• Chi siamo
  • Attività
  • Video
  • Archivio
  • Sostienici
  • Statuto
  • Organi
  • Contatti
Email:
[email protected]
Fondazione San BenedettoFondazione San Benedetto
  • Chi siamo
  • Attività
  • Video
  • Archivio
  • Sostienici
  • Statuto
  • Organi
  • Contatti

Fissiamo il Pensiero

  • Home
  • Fissiamo il Pensiero
  • L’appiattimento del mondo ci ha distrutti, perché mi interessa CL

L’appiattimento del mondo ci ha distrutti, perché mi interessa CL

  • Data 3 Settembre 2023

Intervista a Olivier Roy da ilsussidiario.net 23 agosto 2023 

 

Olivier Roy è politologo e professore di scienze politiche nell’Istituto Universitario Europeo di Firenze. Autore di numerosi saggi sulla religione e sull’islam in particolare, il suo ultimo libro, L’aplatissement du monde: la crise de la culture et l’empire des normes sarà pubblicato da Feltrinelli nel 2024. Prima del suo intervento al Meeting di Rimini, ha accettato di rispondere alle nostre domande e di parlarci di quella che chiama la trilogia “deculturazione, codificazione, normatività” che oggi struttura la nostra società e che sta portando a una crisi del legame sociale.

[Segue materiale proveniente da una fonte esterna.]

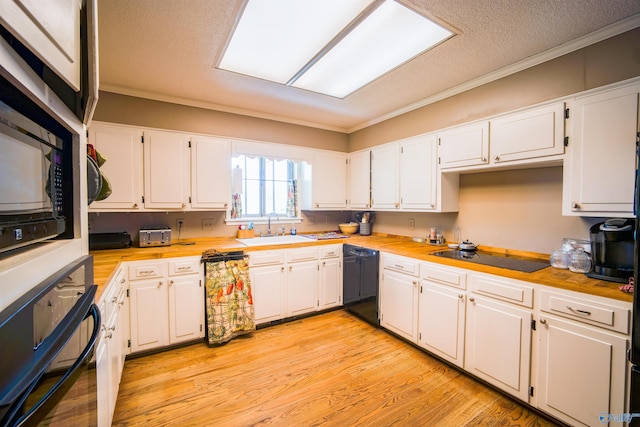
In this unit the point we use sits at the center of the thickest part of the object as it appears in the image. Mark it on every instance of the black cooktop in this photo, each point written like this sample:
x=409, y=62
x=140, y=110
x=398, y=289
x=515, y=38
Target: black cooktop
x=509, y=262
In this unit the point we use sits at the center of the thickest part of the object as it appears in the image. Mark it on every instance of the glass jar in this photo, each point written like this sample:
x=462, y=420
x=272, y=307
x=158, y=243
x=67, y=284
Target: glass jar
x=579, y=261
x=559, y=259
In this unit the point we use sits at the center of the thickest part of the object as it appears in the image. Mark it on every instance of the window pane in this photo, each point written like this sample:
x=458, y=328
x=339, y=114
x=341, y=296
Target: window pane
x=252, y=168
x=252, y=198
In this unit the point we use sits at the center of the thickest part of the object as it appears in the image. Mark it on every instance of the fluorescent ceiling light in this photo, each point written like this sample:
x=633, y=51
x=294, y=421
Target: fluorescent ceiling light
x=328, y=46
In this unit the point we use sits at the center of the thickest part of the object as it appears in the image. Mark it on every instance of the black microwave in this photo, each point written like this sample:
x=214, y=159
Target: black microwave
x=36, y=176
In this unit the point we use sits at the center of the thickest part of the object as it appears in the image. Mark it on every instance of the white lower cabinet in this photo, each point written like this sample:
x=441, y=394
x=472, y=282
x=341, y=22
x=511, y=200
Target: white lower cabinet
x=399, y=296
x=330, y=277
x=442, y=312
x=167, y=303
x=498, y=336
x=581, y=368
x=292, y=282
x=112, y=346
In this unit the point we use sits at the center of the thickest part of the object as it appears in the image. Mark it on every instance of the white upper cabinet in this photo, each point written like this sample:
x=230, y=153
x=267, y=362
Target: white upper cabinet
x=599, y=174
x=329, y=181
x=51, y=30
x=385, y=168
x=418, y=172
x=122, y=148
x=210, y=172
x=360, y=180
x=533, y=133
x=166, y=170
x=466, y=145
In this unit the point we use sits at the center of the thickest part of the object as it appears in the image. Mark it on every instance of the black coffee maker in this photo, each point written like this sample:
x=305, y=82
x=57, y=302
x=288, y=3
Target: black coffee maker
x=612, y=244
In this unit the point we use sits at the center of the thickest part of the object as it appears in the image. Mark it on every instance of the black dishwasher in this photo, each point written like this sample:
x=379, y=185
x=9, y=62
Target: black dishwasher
x=360, y=282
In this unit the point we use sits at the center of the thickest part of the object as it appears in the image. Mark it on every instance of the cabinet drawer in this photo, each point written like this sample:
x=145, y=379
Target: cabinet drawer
x=405, y=265
x=503, y=290
x=302, y=254
x=594, y=313
x=146, y=270
x=444, y=276
x=266, y=258
x=186, y=266
x=330, y=252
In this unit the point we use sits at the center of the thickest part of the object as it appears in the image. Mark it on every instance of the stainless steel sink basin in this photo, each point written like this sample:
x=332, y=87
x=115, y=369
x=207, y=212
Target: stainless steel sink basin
x=274, y=240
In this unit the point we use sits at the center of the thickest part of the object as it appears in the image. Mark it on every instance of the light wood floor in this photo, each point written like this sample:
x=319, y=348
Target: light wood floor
x=328, y=370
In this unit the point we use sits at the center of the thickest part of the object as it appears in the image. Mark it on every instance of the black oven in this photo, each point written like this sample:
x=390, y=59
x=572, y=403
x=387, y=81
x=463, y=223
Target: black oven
x=47, y=340
x=36, y=176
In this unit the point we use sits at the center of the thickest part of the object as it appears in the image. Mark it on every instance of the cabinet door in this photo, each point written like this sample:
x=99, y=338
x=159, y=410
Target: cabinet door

Il titolo del suo libro sembra una dichiarazione di intenti. Il termine “appiattimento” è forte. Il sottotitolo fornisce una chiave di lettura: la crisi della cultura e l’impero delle norme. Cosa intende per appiattimento del mondo? 

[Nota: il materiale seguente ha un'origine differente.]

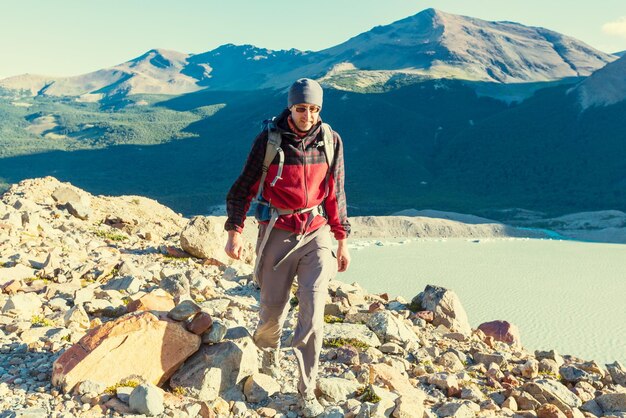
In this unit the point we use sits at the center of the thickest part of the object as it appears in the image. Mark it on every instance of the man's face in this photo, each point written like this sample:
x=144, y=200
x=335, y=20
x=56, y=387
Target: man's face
x=305, y=115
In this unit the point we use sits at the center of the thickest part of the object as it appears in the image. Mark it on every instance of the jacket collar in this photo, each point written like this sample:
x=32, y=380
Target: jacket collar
x=282, y=124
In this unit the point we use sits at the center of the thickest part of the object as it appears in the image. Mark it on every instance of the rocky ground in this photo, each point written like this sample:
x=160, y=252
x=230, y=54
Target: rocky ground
x=118, y=306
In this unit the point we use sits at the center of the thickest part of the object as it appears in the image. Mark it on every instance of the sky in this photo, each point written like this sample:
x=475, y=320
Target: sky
x=71, y=37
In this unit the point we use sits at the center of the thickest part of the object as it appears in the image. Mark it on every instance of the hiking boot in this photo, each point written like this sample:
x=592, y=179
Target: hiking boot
x=310, y=406
x=270, y=362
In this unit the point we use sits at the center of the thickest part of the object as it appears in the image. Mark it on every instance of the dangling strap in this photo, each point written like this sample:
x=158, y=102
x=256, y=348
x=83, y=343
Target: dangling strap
x=276, y=213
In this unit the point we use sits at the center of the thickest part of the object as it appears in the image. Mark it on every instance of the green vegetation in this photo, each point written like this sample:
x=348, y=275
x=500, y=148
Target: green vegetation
x=41, y=321
x=179, y=391
x=31, y=125
x=112, y=390
x=443, y=145
x=332, y=319
x=340, y=342
x=367, y=394
x=111, y=236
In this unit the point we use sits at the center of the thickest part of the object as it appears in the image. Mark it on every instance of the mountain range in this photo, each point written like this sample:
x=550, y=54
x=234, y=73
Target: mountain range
x=436, y=110
x=430, y=44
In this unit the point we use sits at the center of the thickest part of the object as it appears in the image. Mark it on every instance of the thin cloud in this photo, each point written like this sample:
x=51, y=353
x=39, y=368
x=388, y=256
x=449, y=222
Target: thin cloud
x=616, y=27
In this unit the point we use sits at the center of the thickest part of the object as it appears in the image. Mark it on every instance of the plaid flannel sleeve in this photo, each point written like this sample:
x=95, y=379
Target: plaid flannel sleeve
x=246, y=186
x=336, y=207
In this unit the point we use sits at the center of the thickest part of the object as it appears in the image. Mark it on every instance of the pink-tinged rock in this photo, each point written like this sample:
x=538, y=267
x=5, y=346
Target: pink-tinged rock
x=550, y=411
x=175, y=252
x=411, y=400
x=137, y=344
x=200, y=323
x=502, y=331
x=427, y=316
x=348, y=355
x=376, y=307
x=155, y=301
x=12, y=287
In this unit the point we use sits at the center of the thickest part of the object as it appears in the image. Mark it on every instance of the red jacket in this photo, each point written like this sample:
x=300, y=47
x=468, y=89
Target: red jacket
x=303, y=182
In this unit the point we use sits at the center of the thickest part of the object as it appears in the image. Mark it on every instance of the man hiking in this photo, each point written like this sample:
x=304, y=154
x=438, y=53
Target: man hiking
x=295, y=169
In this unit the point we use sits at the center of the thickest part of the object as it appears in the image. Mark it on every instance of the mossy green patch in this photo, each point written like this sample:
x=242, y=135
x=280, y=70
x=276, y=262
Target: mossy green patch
x=340, y=342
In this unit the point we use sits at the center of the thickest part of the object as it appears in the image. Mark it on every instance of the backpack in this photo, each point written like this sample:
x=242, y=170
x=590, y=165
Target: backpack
x=274, y=141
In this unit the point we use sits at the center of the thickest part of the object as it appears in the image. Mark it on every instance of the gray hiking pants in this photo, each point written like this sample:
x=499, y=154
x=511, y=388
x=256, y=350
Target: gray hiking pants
x=315, y=264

Appiattimento significa orizzontalità, cioè scomparsa della trascendenza ma anche di ciò che sta sotto. Questo può essere ovviamente interpretato in senso religioso, ma non solo. Sotto, ad esempio, c’è l’inconscio nel senso freudiano del termine. Il nazionalismo, le nostre radici, l’umanesimo come ce lo spiega Kant, ma anche Dio, sono forme di trascendenza. L’orizzontalità, il livellamento di tutto, ha una conseguenza importante che è la scomparsa dell’implicito, il tema principale del mio libro. Se non c’è inconscio o peccato originale, se non c’è qualcosa che spiega noi stessi, che agisce su di noi, se non c’è più trascendenza, allora non c’è più mistero e, soprattutto, non ci deve essere mistero.

Lei parla di impoverimento della lingua. È una conseguenza della scomparsa dell’implicito nella comunicazione? 

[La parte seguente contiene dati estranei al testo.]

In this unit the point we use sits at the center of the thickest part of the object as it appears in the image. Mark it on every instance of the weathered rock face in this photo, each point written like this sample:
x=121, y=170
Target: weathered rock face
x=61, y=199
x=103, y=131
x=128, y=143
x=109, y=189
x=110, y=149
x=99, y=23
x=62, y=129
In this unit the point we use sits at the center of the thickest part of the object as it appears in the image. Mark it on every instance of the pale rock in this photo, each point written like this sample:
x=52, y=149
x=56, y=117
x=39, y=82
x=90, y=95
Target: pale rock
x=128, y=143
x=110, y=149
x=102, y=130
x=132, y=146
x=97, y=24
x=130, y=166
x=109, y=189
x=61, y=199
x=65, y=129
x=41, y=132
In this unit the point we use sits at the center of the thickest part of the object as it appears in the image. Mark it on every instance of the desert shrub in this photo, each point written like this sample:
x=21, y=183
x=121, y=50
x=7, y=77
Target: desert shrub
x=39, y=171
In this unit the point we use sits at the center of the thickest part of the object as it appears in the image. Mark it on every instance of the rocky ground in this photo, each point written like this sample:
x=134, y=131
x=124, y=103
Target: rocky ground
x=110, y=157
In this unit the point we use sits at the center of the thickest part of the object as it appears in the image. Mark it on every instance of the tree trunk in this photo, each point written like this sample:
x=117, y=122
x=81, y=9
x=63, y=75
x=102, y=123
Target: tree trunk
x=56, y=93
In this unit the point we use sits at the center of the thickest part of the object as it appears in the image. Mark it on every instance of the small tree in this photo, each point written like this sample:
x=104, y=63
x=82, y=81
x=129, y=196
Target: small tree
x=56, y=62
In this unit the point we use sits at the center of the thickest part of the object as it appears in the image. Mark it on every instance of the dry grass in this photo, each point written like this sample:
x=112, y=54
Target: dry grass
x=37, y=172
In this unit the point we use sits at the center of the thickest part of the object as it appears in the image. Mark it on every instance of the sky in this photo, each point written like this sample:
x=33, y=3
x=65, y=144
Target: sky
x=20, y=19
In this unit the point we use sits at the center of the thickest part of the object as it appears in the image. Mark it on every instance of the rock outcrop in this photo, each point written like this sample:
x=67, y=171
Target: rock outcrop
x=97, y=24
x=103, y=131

L’appiattimento del mondo va di pari passo con l’obbligo di rendere tutto esplicito. Tutto deve essere detto. Prendiamo l’esempio degli “Alcolisti anonimi”: si dice tutto davanti a tutti, e si dice qualcosa che tutti potrebbero dire, perché tutti i casi individuali sono ridotti alla norma del gruppo. Bisogna trovare una spiegazione al proprio comportamento che sia compatibile con quello degli altri. Quindi c’è l’obbligo di dire tutto e quello che non si dice non esiste. Il mistero della persona non esiste più. Questo ha un’altra conseguenza, che è la normatività, perché quando esiste l’obbligo di dire tutto ci deve essere un vincolo che costringe a farlo. Quando diciamo tutto, lo facciamo secondo le regole che ci permettono di vivere in società. Quindi controlliamo il nostro linguaggio e il nostro comportamento: è l’impero delle norme.

Nel libro lei racconta un aneddoto: una compagnia aerea ha regolamentato la presenza di animali a bordo dopo le proteste di un passeggero al quale non era stato permesso di viaggiare con il suo pavone, che considerava un animale di conforto. Quando le società umane sono a corto di argomenti, quando perdono il buon senso, creano dei regolamenti. Perché ci poniamo domande che prima non ci ponevamo? Perché finiamo per codificare tutto?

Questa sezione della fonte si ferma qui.